How do you rate crunch time for Captain Phillips, the film, the man?

RASHMEE ROSHAN LALL November 9, 2013

Captain-Phillips-300x336Everyone says that January, when the Oscar nominations will be announced, will be crunch time for ‘Captain Phillips’, the film.

Some say that December, when the lawsuit filed by the crew of Maersk Alabama against the shipping company goes on trial, will be crunch time for Captain Phillips, the man .

Having just watched the film and heard interviews with the real Captain Phillips, I would say that crunch time started when the movie went into theatres, transfixing audiences with its portrayal of the 2009 high seas kidnapping by pirates off the Horn of Africa.
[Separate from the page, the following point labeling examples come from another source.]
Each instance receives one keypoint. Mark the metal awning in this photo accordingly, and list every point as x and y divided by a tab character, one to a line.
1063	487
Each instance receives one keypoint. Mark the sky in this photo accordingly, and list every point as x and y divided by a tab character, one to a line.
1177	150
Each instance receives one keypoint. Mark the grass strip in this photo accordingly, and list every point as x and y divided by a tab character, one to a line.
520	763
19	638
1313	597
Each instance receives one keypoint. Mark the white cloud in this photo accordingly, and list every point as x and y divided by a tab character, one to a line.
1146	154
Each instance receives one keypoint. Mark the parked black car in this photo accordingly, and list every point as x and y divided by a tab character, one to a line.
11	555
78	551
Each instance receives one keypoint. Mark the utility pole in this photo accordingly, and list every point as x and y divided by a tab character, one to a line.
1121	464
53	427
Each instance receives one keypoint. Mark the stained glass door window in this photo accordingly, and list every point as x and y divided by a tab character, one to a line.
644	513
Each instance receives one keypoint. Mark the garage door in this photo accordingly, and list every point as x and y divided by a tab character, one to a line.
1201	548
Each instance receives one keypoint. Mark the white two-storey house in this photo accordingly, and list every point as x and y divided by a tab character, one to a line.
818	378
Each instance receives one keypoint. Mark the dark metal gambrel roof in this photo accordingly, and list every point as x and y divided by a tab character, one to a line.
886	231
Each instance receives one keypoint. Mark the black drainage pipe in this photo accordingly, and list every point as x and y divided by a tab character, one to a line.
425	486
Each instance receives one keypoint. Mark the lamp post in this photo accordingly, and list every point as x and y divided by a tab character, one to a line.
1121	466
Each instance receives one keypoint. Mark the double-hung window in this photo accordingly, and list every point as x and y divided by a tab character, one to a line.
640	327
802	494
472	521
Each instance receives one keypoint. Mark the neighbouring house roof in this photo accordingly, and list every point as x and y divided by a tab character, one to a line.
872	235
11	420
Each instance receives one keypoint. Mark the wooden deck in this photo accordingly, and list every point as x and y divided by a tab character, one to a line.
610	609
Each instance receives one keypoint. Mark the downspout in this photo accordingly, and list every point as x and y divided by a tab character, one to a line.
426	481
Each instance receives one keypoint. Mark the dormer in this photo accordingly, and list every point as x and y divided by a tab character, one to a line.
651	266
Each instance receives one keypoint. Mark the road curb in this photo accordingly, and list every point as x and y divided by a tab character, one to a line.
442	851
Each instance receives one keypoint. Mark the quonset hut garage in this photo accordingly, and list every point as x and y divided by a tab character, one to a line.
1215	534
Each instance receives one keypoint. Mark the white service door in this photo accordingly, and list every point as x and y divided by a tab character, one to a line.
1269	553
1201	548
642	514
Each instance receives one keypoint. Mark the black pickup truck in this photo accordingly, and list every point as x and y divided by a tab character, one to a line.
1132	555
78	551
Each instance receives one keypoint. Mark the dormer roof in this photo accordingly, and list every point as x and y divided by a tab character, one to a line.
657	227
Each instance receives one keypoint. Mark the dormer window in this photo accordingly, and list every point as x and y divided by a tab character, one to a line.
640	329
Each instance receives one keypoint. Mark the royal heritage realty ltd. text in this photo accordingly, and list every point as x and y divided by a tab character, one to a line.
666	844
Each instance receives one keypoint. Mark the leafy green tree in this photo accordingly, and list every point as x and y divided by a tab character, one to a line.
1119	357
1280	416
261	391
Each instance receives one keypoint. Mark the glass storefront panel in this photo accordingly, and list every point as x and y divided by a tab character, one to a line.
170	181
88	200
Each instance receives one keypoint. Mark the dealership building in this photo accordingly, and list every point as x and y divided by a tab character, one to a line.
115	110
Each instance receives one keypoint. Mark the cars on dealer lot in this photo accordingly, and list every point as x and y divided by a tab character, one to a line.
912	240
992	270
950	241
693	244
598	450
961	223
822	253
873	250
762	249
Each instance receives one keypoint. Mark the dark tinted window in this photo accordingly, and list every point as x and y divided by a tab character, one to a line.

The Maersk Alabama’s Captain Richard Phillips was taken hostage and spent four days in a sweltering lifeboat with his increasingly savage and frustrated captors. After his rescue by US Navy SEALS, the Captain went home to Vermont, took time off to recover. help someone write a book for him, returned to the sea and gave his blessings to the film. The result is Tom Hanks doing what he does best – portraying a decent man caught out by fate and striving to retain his inherent humanity.

In real terms, the best way to appreciate Captain Phillips, the film, is to listen to these interviews (the relevant bits are in the second part of the whole programme):

Tom Hanks on playing living people like Captain Philiips and the actor’s responsibility to be as accurate as possible about that intangible thing, the emotional landscape (he also talks intriguingly about growing old on camera and how difficult it is to play, say a 42-year-old any more):

http://downloads.bbc.co.uk/podcasts/worldservice/outlook/outlook_20131105-1525a.mp3

Barkhad Ali, former limo chauffeur who plays lead Somali pirate onscreen on whether he minded his homeland being portrayed as a desperate basket case:

http://www.bbc.co.uk/programmes/p01k2by3

Side by side, it might be instructive to look at the US Navy’s focus on the incidents revolving around Captain Phillips and the Maersk Alabama. The Navy seems greatly (and rightly?) proud of the way piracy has been tackled in the aftermath of the April 2009 pirate attack. The global attempt to tamp down on piracy off the Somali Basin has had very real effect – in 2012, there were just 32 incidents in that area, down from 166 in 2011; 182 in 2010 and 181 in 2009. Today, the pirate badlands is southeast Asia.

More to the point is this account of what happened to another Maersk vessel in the Somali Basin, barely six months after the Captain Phillips kidnapping. As documented, four suspected pirates came within 300 yards of the ship but a “security team …responded to the attack by using evasive maneuvers, Long-Range Acoustic Devices (LRADs) and small arms fire, causing the suspected pirates to break off their attack.”

So, merchant ships got security detail. April 2009 was crunch time for the merchant marine industry.